Two brothers come into a deserted room strewn with debris. Elliot is clearly the leader, smart and full of authority. Darren is the ne'er-do-well, slow-witted and stoned. They are preparing for some sort of party. Elliot starts cleaning up and badgers Darren to clean up as well. They argue. They bicker. They say "fuck" and "fucking" about a million times. Elliot in particular uses a form of English I would label as "faux-lyrical ugly." Little by little we learn that ugliness is the state of their apocalyptic world. And the party will not be a joyous occasion.

Jack DiFalco, Zane Pais
Photo: Monique Carboni 
Philip Ridley's play Mercury Fur (directed by Scott Elliott) explores the struggle for humanity in an inhumane world, and parts of it are hard-hitting and thought-provoking. It runs over 2 hours without an intermission and would be well-served by some judicious trimming, particularly in the first half hour. The dialogue is not always intelligible, which is a tremendous weakness in such a verbal work. Many stories are told, and while they are well-written, they eventually hurt the play's momentum. The cast is uniformly strong: they are Jack DiFalco, Bradley Fong, Paul Iacono, Peter Mark Kendall, Emily Cass McDonnell, Sea McHale, Zane Pais, and Tony Revolori.


[here be spoilers]
According to the New York Times, Mercury Fur was quite controversial in its London run and "spurred several friends to break with Mr. Ridley; his publisher, Faber & Faber, refused to issue the script." I find this surprising. Yes, the play is brutal. Yes, it shows the depths to which people will sink when they have no options. Yes, it does occasionally veer into the gratuitous. But it is ultimately, I think, a deeply moral work. The main characters have done horrible things to survive, but here they discover their limits.

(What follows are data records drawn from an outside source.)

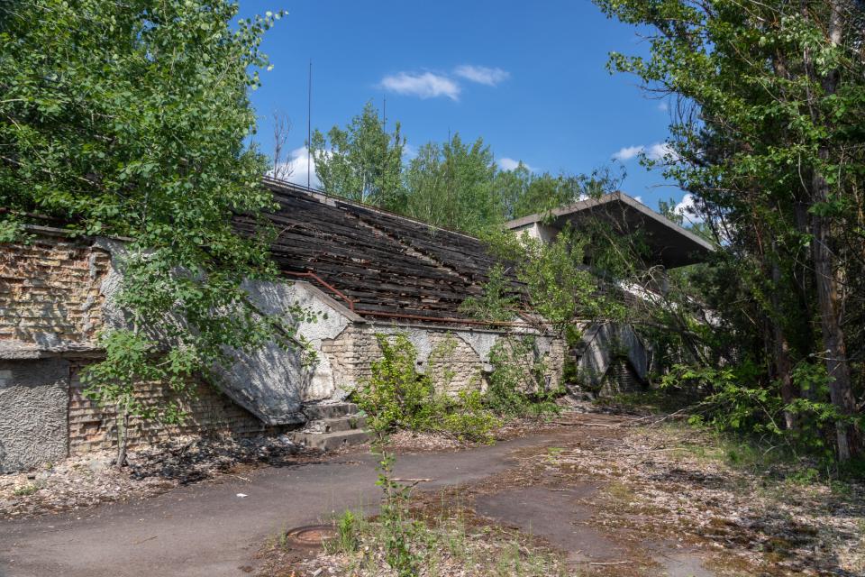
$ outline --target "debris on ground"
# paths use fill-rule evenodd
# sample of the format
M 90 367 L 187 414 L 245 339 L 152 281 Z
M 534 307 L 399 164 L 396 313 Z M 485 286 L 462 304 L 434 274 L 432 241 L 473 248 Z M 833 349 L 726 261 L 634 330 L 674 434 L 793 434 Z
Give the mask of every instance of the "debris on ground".
M 180 438 L 131 450 L 128 466 L 115 452 L 93 452 L 29 472 L 0 475 L 0 518 L 90 508 L 100 503 L 153 497 L 180 485 L 233 478 L 247 471 L 318 458 L 287 435 L 243 439 Z

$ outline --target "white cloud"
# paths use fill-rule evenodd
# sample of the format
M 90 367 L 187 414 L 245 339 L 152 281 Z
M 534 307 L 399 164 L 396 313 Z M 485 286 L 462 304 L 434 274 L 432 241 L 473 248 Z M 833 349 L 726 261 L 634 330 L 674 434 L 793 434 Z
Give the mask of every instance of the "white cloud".
M 516 169 L 516 167 L 520 166 L 520 162 L 522 162 L 522 160 L 514 160 L 514 159 L 505 157 L 503 159 L 498 159 L 498 168 L 500 168 L 502 170 L 514 170 Z M 524 166 L 529 172 L 534 171 L 534 169 L 525 162 L 523 162 L 523 166 Z
M 494 87 L 511 76 L 510 72 L 502 69 L 490 69 L 486 66 L 474 66 L 472 64 L 458 66 L 453 73 L 466 80 L 486 84 L 488 87 Z
M 676 154 L 676 151 L 667 142 L 655 142 L 649 146 L 643 146 L 642 144 L 638 146 L 625 146 L 613 154 L 613 160 L 624 162 L 641 154 L 644 154 L 650 160 L 662 160 L 667 157 L 669 157 L 672 160 L 678 160 L 678 155 Z
M 417 156 L 417 149 L 412 146 L 411 144 L 409 144 L 408 142 L 405 142 L 405 144 L 403 146 L 403 158 L 405 159 L 406 160 L 411 160 L 416 156 Z
M 309 167 L 309 185 L 314 188 L 318 188 L 322 186 L 322 183 L 315 174 L 315 160 L 310 156 L 309 164 L 307 164 L 305 146 L 293 150 L 288 154 L 288 160 L 279 166 L 278 170 L 271 169 L 268 174 L 274 176 L 274 173 L 278 173 L 278 176 L 283 180 L 305 187 L 307 166 Z
M 655 142 L 646 150 L 646 158 L 650 160 L 662 160 L 668 157 L 673 161 L 678 160 L 678 154 L 667 142 Z
M 386 90 L 421 98 L 447 96 L 451 100 L 460 99 L 460 85 L 451 78 L 432 72 L 409 73 L 399 72 L 386 76 L 381 79 Z
M 619 149 L 619 151 L 613 155 L 614 160 L 630 160 L 634 158 L 644 150 L 643 146 L 625 146 L 624 148 Z
M 673 209 L 673 212 L 677 215 L 681 215 L 685 217 L 685 220 L 693 224 L 702 223 L 703 216 L 697 212 L 697 205 L 694 202 L 694 195 L 690 193 L 685 193 L 685 196 L 682 197 L 681 202 L 676 205 L 676 208 Z

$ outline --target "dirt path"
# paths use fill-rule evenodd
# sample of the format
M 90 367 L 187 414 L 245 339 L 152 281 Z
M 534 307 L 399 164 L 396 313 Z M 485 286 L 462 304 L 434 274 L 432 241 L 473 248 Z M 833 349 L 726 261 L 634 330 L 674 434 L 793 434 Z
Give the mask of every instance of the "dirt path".
M 514 450 L 549 443 L 542 435 L 467 451 L 403 455 L 396 473 L 434 478 L 431 488 L 467 483 L 513 466 Z M 268 536 L 376 502 L 374 462 L 369 453 L 342 455 L 244 473 L 250 482 L 227 477 L 220 484 L 184 487 L 134 504 L 0 521 L 0 577 L 247 574 Z
M 690 432 L 676 438 L 597 414 L 562 418 L 569 426 L 494 446 L 401 454 L 396 474 L 434 479 L 415 495 L 419 507 L 449 503 L 531 533 L 581 575 L 863 574 L 862 488 L 839 499 L 782 486 L 778 496 L 758 486 L 762 477 L 683 449 L 697 442 Z M 374 508 L 374 463 L 366 453 L 340 455 L 136 503 L 0 521 L 0 577 L 255 572 L 257 552 L 278 532 Z

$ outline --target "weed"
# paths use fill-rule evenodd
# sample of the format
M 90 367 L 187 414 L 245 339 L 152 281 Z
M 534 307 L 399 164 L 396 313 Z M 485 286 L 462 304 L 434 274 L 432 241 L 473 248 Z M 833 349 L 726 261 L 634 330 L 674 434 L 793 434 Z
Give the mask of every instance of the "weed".
M 345 511 L 336 519 L 336 536 L 323 542 L 328 553 L 357 552 L 360 545 L 360 535 L 363 531 L 363 516 Z
M 39 490 L 39 486 L 31 484 L 19 487 L 15 490 L 12 491 L 12 494 L 15 497 L 26 497 L 28 495 L 32 495 L 37 490 Z

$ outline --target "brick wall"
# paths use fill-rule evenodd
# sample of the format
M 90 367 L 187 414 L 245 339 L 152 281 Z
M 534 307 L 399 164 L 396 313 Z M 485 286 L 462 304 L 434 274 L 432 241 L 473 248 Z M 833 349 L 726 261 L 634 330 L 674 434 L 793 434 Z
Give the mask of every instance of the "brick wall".
M 98 407 L 83 393 L 80 374 L 86 363 L 84 361 L 73 362 L 70 369 L 68 426 L 71 454 L 116 446 L 116 412 L 113 408 Z M 188 415 L 179 425 L 131 418 L 129 445 L 134 447 L 185 435 L 243 437 L 277 432 L 275 427 L 265 426 L 251 413 L 207 384 L 196 383 L 192 391 L 191 398 L 182 400 L 181 406 Z M 137 397 L 148 404 L 177 398 L 168 387 L 159 383 L 140 385 Z
M 443 329 L 423 329 L 416 326 L 386 328 L 372 325 L 351 325 L 335 339 L 325 340 L 322 354 L 327 356 L 334 375 L 342 389 L 351 389 L 369 379 L 371 363 L 381 357 L 376 334 L 404 331 L 414 340 L 424 342 L 428 355 L 418 347 L 418 370 L 430 374 L 437 388 L 450 394 L 466 389 L 483 389 L 486 386 L 484 370 L 488 368 L 488 359 L 482 358 L 463 339 L 460 332 Z M 449 344 L 450 343 L 450 344 Z M 550 386 L 557 387 L 561 381 L 567 346 L 564 339 L 552 338 L 543 355 L 543 362 L 550 377 Z M 526 359 L 526 366 L 531 359 Z
M 86 343 L 101 326 L 110 257 L 80 239 L 0 244 L 0 341 Z

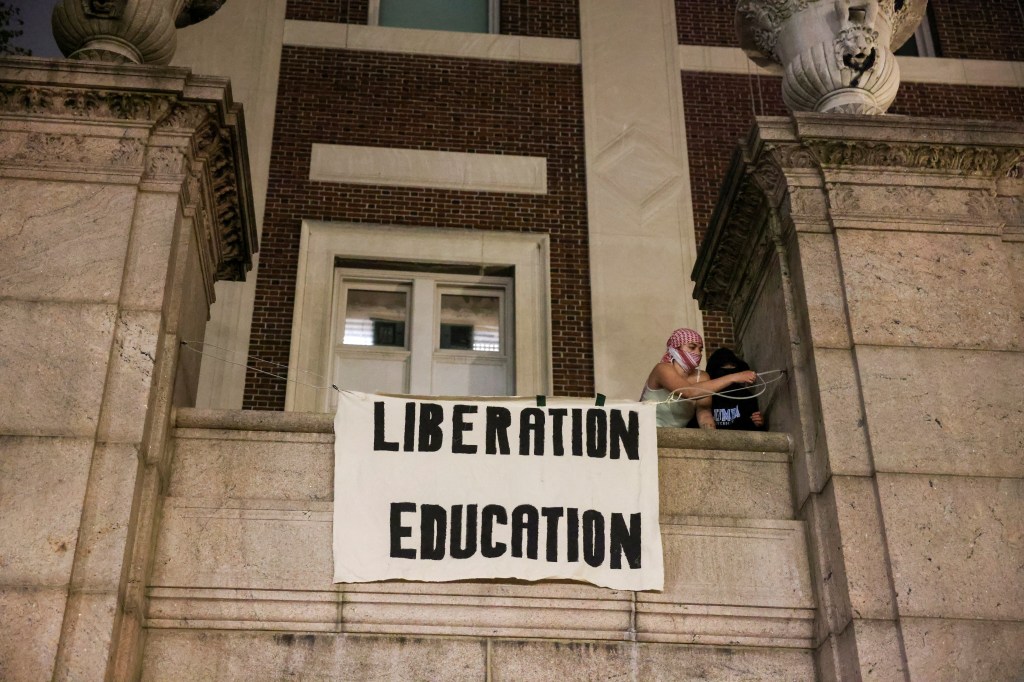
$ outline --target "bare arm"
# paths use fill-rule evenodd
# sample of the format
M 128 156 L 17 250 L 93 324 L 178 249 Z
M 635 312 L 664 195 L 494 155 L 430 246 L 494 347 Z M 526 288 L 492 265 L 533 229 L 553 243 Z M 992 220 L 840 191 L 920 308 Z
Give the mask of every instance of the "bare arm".
M 692 383 L 689 378 L 681 377 L 668 363 L 659 363 L 650 373 L 647 385 L 652 388 L 664 388 L 686 398 L 701 398 L 727 389 L 732 384 L 753 384 L 758 375 L 752 371 L 735 372 L 718 379 L 709 379 Z

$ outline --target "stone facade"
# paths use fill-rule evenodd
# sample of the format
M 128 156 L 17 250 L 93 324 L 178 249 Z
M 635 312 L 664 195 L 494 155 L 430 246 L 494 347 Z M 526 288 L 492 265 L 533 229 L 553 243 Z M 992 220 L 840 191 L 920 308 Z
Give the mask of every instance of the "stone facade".
M 784 434 L 662 430 L 666 587 L 633 593 L 333 585 L 331 430 L 328 415 L 177 412 L 142 679 L 813 678 Z
M 0 677 L 126 679 L 176 404 L 255 247 L 227 84 L 0 62 Z
M 756 367 L 788 368 L 768 409 L 796 438 L 823 679 L 1024 664 L 1022 158 L 1019 124 L 810 115 L 734 156 L 695 275 Z

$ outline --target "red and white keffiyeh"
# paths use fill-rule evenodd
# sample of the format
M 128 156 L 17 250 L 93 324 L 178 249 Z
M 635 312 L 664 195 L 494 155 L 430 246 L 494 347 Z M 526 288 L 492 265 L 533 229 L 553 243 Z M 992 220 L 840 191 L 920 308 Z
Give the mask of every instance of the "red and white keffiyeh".
M 699 343 L 703 346 L 703 339 L 692 329 L 686 329 L 685 327 L 677 329 L 665 344 L 666 352 L 662 355 L 662 361 L 672 363 L 673 360 L 678 360 L 678 358 L 673 357 L 670 351 L 670 349 L 675 349 L 682 358 L 683 369 L 686 370 L 687 374 L 697 369 L 697 366 L 700 365 L 700 353 L 691 353 L 684 350 L 683 346 L 687 343 Z

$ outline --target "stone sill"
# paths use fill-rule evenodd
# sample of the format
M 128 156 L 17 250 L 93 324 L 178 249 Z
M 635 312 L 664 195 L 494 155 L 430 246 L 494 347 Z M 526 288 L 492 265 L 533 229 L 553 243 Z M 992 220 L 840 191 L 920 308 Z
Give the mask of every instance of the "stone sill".
M 174 427 L 228 431 L 283 431 L 333 433 L 334 415 L 311 412 L 260 412 L 255 410 L 197 410 L 180 408 Z M 760 431 L 706 431 L 659 428 L 657 446 L 678 450 L 727 450 L 758 453 L 790 453 L 787 433 Z

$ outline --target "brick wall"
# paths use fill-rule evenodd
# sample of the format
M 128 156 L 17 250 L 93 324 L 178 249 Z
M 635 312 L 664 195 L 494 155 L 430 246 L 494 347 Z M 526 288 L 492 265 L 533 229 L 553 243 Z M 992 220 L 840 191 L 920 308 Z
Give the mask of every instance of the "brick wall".
M 784 116 L 782 79 L 743 74 L 683 72 L 686 150 L 697 246 L 708 231 L 718 191 L 732 152 L 754 125 L 754 114 Z M 724 312 L 705 311 L 705 346 L 709 354 L 735 347 L 732 322 Z
M 546 157 L 548 194 L 312 182 L 313 142 Z M 550 235 L 554 393 L 593 394 L 579 67 L 286 46 L 250 350 L 283 365 L 303 218 Z M 249 372 L 245 408 L 284 401 Z
M 737 47 L 736 0 L 676 0 L 680 45 Z
M 1024 61 L 1018 0 L 932 0 L 929 6 L 939 56 Z M 676 0 L 679 43 L 736 47 L 735 12 L 735 0 Z
M 579 0 L 501 0 L 500 11 L 504 34 L 580 38 Z
M 285 18 L 366 24 L 369 0 L 288 0 Z
M 941 56 L 1024 61 L 1024 9 L 1018 0 L 932 0 Z

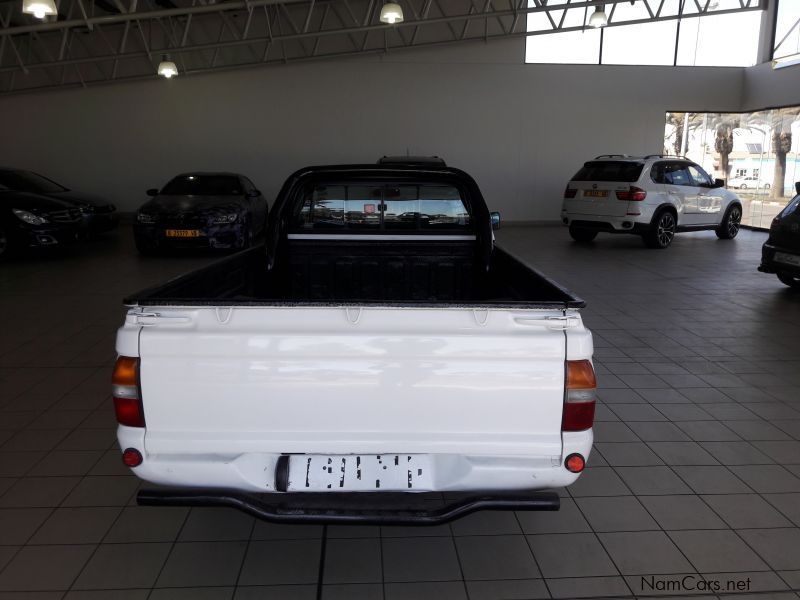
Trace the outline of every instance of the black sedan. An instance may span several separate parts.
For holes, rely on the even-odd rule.
[[[68,245],[84,233],[74,206],[0,186],[0,259],[26,248]]]
[[[74,206],[81,211],[89,234],[108,231],[119,223],[116,206],[107,200],[76,192],[33,171],[0,168],[0,185],[9,190],[31,192]]]
[[[772,220],[758,270],[775,273],[786,285],[800,289],[800,182],[795,187],[797,196]]]
[[[159,190],[136,215],[136,248],[241,249],[252,245],[267,222],[267,201],[236,173],[184,173]]]

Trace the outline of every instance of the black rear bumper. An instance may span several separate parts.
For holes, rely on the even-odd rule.
[[[142,506],[227,506],[276,523],[438,525],[478,510],[558,510],[555,492],[517,494],[269,493],[143,489]]]

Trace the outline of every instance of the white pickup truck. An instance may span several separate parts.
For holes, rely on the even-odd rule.
[[[592,337],[494,219],[443,163],[306,168],[266,248],[127,298],[123,461],[170,486],[139,503],[289,522],[557,510],[545,490],[592,447]]]

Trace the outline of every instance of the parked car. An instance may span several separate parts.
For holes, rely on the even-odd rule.
[[[740,190],[768,190],[772,187],[772,183],[750,175],[748,177],[731,177],[728,180],[728,187]]]
[[[47,196],[78,208],[90,235],[109,231],[119,224],[117,207],[112,203],[92,194],[66,188],[33,171],[0,168],[0,185],[10,190]]]
[[[786,285],[800,289],[800,181],[795,188],[797,195],[772,220],[758,270],[774,273]]]
[[[74,206],[0,185],[0,259],[27,248],[74,243],[84,227]]]
[[[165,248],[251,246],[264,233],[267,201],[253,183],[236,173],[184,173],[136,215],[134,237],[143,254]]]
[[[127,298],[123,462],[178,487],[139,503],[426,524],[557,509],[542,490],[592,447],[592,337],[579,298],[495,246],[493,219],[458,169],[309,167],[266,251]]]
[[[633,233],[650,248],[666,248],[676,232],[739,233],[742,203],[699,165],[664,155],[605,154],[583,165],[567,184],[561,221],[572,239],[600,232]]]

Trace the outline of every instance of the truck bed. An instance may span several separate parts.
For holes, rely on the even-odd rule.
[[[472,243],[294,243],[268,269],[263,246],[125,298],[129,306],[440,306],[582,308],[583,300],[495,247],[488,269]],[[332,246],[335,246],[332,247]]]

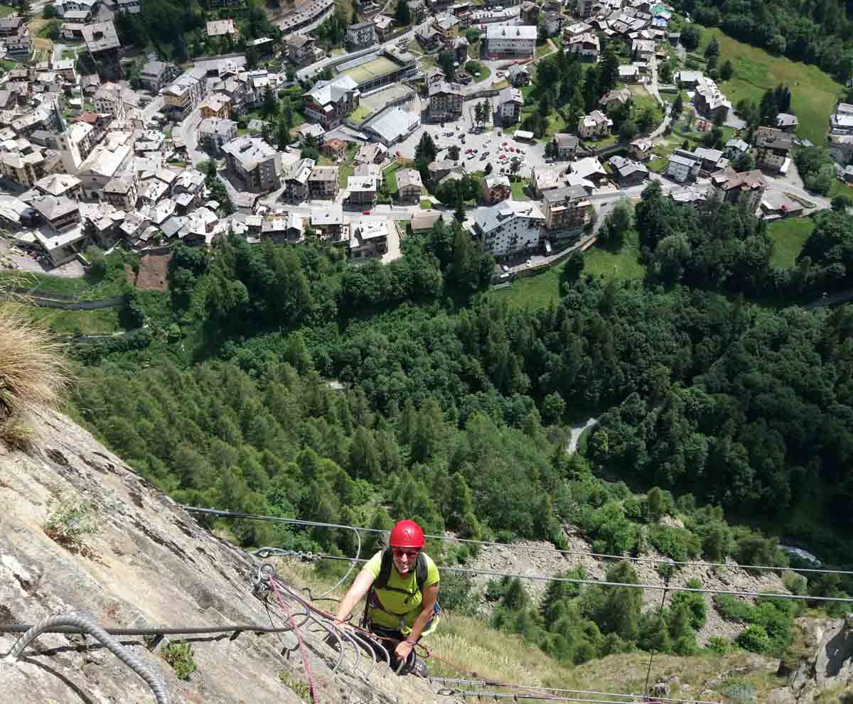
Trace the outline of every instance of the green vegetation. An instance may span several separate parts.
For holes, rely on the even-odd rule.
[[[417,168],[433,150],[419,142]],[[457,220],[481,177],[437,189]],[[387,265],[350,266],[313,239],[177,245],[169,293],[125,306],[148,328],[72,347],[74,413],[142,476],[200,505],[377,528],[410,516],[429,533],[558,547],[570,523],[601,551],[788,564],[775,539],[727,523],[729,511],[840,560],[853,531],[853,310],[749,300],[849,286],[850,220],[816,216],[797,266],[780,269],[766,223],[726,204],[679,206],[653,182],[598,223],[596,246],[497,291],[494,260],[458,222],[407,237]],[[564,422],[581,408],[601,422],[568,457]],[[208,524],[243,545],[354,551],[349,532]],[[624,564],[608,576],[637,579]],[[697,652],[695,600],[673,598],[658,617],[638,592],[554,585],[537,609],[518,583],[492,583],[493,625],[560,666]],[[468,613],[470,586],[444,586],[447,607]],[[804,589],[853,591],[846,579]],[[796,614],[755,608],[745,626],[766,644],[757,629],[740,644],[778,651]]]
[[[87,535],[96,535],[100,531],[101,521],[93,503],[69,497],[48,503],[44,534],[63,547],[78,551]]]
[[[388,184],[388,193],[396,193],[397,191],[397,169],[403,168],[403,164],[398,161],[395,161],[390,166],[386,167],[384,171],[382,171],[382,178]]]
[[[641,280],[643,265],[635,232],[628,234],[625,244],[616,251],[594,245],[583,255],[583,272],[617,280]]]
[[[790,268],[797,263],[803,245],[815,229],[815,221],[809,217],[789,217],[771,222],[768,234],[773,239],[770,265],[775,268]]]
[[[530,196],[525,193],[525,189],[527,188],[527,182],[525,181],[516,178],[514,179],[509,185],[513,189],[514,200],[530,200]]]
[[[120,329],[118,308],[96,310],[62,310],[22,305],[20,310],[33,320],[44,323],[55,332],[72,335],[104,335]]]
[[[516,279],[509,288],[490,291],[489,297],[519,308],[548,308],[560,299],[560,267],[549,267]]]
[[[189,676],[198,669],[193,657],[193,646],[183,640],[164,645],[160,649],[160,657],[175,671],[178,679],[189,680]]]
[[[734,76],[720,89],[732,105],[746,98],[757,104],[764,91],[785,84],[791,89],[791,109],[797,115],[797,133],[814,144],[826,142],[827,125],[844,86],[813,64],[773,56],[762,49],[733,39],[717,28],[705,28],[702,49],[711,38],[720,44],[720,56],[731,61]]]

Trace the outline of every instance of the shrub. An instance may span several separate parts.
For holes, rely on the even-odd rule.
[[[741,631],[734,642],[745,650],[752,653],[767,653],[770,649],[770,638],[763,626],[752,623]]]
[[[81,499],[61,499],[48,504],[44,534],[63,547],[78,548],[84,535],[96,535],[100,530],[91,503]]]
[[[695,557],[701,551],[699,538],[676,526],[649,526],[648,540],[667,557],[679,562]]]
[[[728,652],[728,641],[721,636],[711,636],[708,638],[708,649],[718,655],[726,655]]]
[[[198,669],[195,658],[193,657],[193,646],[186,641],[164,645],[160,649],[160,657],[169,663],[178,679],[189,679],[189,676]]]

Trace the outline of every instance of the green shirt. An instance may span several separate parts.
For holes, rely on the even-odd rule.
[[[426,580],[424,586],[430,586],[438,583],[438,568],[435,566],[432,558],[424,553],[426,559]],[[382,567],[382,551],[380,551],[371,557],[364,565],[364,569],[374,575],[375,580],[379,577],[380,569]],[[409,574],[403,577],[397,570],[397,566],[392,562],[391,574],[388,575],[388,586],[395,589],[402,589],[406,593],[393,591],[390,589],[376,589],[376,597],[382,609],[392,612],[386,614],[379,609],[370,609],[370,620],[377,626],[385,628],[394,628],[403,631],[400,625],[400,617],[392,614],[404,615],[403,623],[405,626],[403,632],[408,632],[415,623],[415,619],[421,615],[421,603],[423,603],[423,594],[418,590],[418,578],[415,574],[415,566],[409,570]]]

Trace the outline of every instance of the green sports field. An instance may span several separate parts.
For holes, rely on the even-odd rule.
[[[385,76],[397,71],[397,68],[399,66],[391,61],[391,59],[380,56],[372,61],[368,61],[366,64],[362,64],[361,66],[357,66],[355,68],[345,71],[341,75],[349,76],[357,84],[361,84],[373,78],[378,78],[380,76]]]

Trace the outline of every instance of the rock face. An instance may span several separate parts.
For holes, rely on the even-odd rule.
[[[791,684],[775,701],[809,704],[826,690],[842,695],[853,685],[853,614],[844,619],[798,619],[794,642],[777,674]],[[825,700],[821,700],[825,701]]]
[[[38,439],[26,454],[0,443],[0,623],[88,613],[106,628],[270,625],[251,593],[253,558],[200,526],[67,418],[44,413],[35,426]],[[44,527],[49,504],[69,499],[88,502],[100,531],[63,547]],[[285,635],[287,644],[293,635]],[[0,633],[0,654],[17,638]],[[299,652],[282,656],[275,634],[189,637],[197,669],[186,681],[144,638],[120,640],[165,682],[173,702],[310,701],[300,686]],[[336,675],[330,664],[338,654],[308,633],[305,643],[320,702],[448,701],[424,680],[383,676],[384,666],[367,680],[345,664]],[[0,658],[0,692],[3,702],[15,704],[154,701],[142,680],[94,640],[62,634],[40,636],[16,664]]]

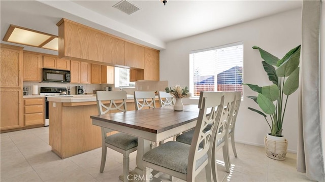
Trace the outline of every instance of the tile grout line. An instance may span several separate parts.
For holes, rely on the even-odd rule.
[[[30,132],[30,131],[29,132],[29,133],[31,133],[31,134],[34,134],[34,135],[35,135],[35,136],[37,136],[37,137],[38,137],[38,136],[37,136],[37,135],[35,135],[35,134],[34,133],[32,133],[32,132]],[[42,181],[44,181],[44,180],[42,179],[42,178],[41,178],[41,177],[40,176],[40,175],[39,175],[39,174],[37,173],[37,172],[35,170],[35,169],[34,169],[34,167],[33,167],[30,165],[30,164],[29,163],[29,162],[28,162],[28,161],[27,160],[27,159],[26,158],[26,157],[25,156],[25,155],[24,155],[24,154],[21,152],[21,151],[20,150],[20,149],[19,149],[19,148],[17,145],[17,144],[16,144],[16,143],[14,141],[14,140],[13,140],[13,139],[12,139],[12,137],[10,136],[10,135],[7,134],[7,136],[8,136],[8,137],[10,139],[10,140],[11,141],[11,142],[12,142],[12,143],[15,145],[15,146],[16,147],[16,148],[17,148],[17,149],[19,151],[19,153],[20,153],[20,154],[21,154],[21,155],[24,157],[24,159],[25,159],[25,161],[26,162],[27,162],[27,164],[28,164],[28,165],[29,165],[29,166],[30,166],[30,167],[32,169],[33,171],[34,171],[36,173],[36,174],[37,175],[38,177],[39,177],[39,178],[40,178],[40,179]],[[43,140],[42,140],[42,141],[43,141]],[[22,174],[18,174],[18,175],[16,175],[16,176],[12,176],[12,177],[9,177],[9,178],[7,178],[7,179],[10,179],[10,178],[13,178],[13,177],[17,177],[17,176],[19,176],[19,175],[22,175],[22,174],[23,174],[29,172],[30,172],[30,171],[27,171],[27,172],[24,172],[24,173],[23,173]]]

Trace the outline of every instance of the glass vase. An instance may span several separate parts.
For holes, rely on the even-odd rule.
[[[176,101],[174,104],[174,111],[182,111],[184,109],[184,105],[183,105],[183,102],[182,102],[181,98],[176,98]]]

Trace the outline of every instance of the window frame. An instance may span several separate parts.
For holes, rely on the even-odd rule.
[[[242,46],[242,64],[241,65],[241,83],[243,83],[243,79],[244,79],[244,76],[243,76],[243,72],[244,72],[244,70],[243,70],[243,67],[244,67],[244,43],[243,41],[241,41],[241,42],[236,42],[236,43],[231,43],[231,44],[228,44],[226,45],[222,45],[222,46],[217,46],[217,47],[211,47],[211,48],[206,48],[206,49],[200,49],[200,50],[193,50],[193,51],[190,51],[189,52],[189,57],[188,57],[188,59],[189,59],[189,90],[190,93],[192,93],[192,94],[191,95],[191,97],[190,97],[190,99],[198,99],[199,98],[200,96],[194,96],[194,65],[193,65],[193,63],[192,61],[195,61],[195,60],[191,60],[191,54],[193,54],[193,53],[201,53],[201,52],[205,52],[205,51],[211,51],[211,50],[216,50],[218,49],[221,49],[222,48],[229,48],[229,47],[233,47],[233,46]],[[216,65],[215,67],[217,67],[217,66]],[[219,73],[220,74],[220,72]],[[219,74],[217,74],[216,71],[216,72],[215,72],[214,74],[214,77],[216,78],[216,79],[214,79],[214,91],[216,91],[215,90],[217,90],[216,91],[217,91],[217,82],[218,82],[218,78],[217,78],[217,75]],[[235,85],[238,85],[238,84],[235,84]],[[244,94],[244,89],[242,87],[242,89],[241,89],[241,92],[242,93],[242,95],[243,95]]]

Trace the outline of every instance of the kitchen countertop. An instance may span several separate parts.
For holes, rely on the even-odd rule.
[[[158,96],[156,96],[158,98]],[[127,95],[127,100],[134,100],[133,95]],[[47,100],[56,102],[82,102],[96,101],[96,95],[74,95],[72,97],[48,97]]]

The parties in Mercury Fur allow sadists to indulge their most repulsive fantasies, and Elliot and Darren have been complicit in torture and murder of strangers. But when someone they know becomes the victim, they can no longer play along, even though they've just met him. They've interacted enough to recognize his humanity. So they save him, at the literal cost of their own lives.

[end of spoilers]
At the beginning of Mercury Fur, I was pretty sure I was going to hate it. I ended up respecting it (enjoying it is simply not an option). I think a 90-minute version might be brilliant and devastating.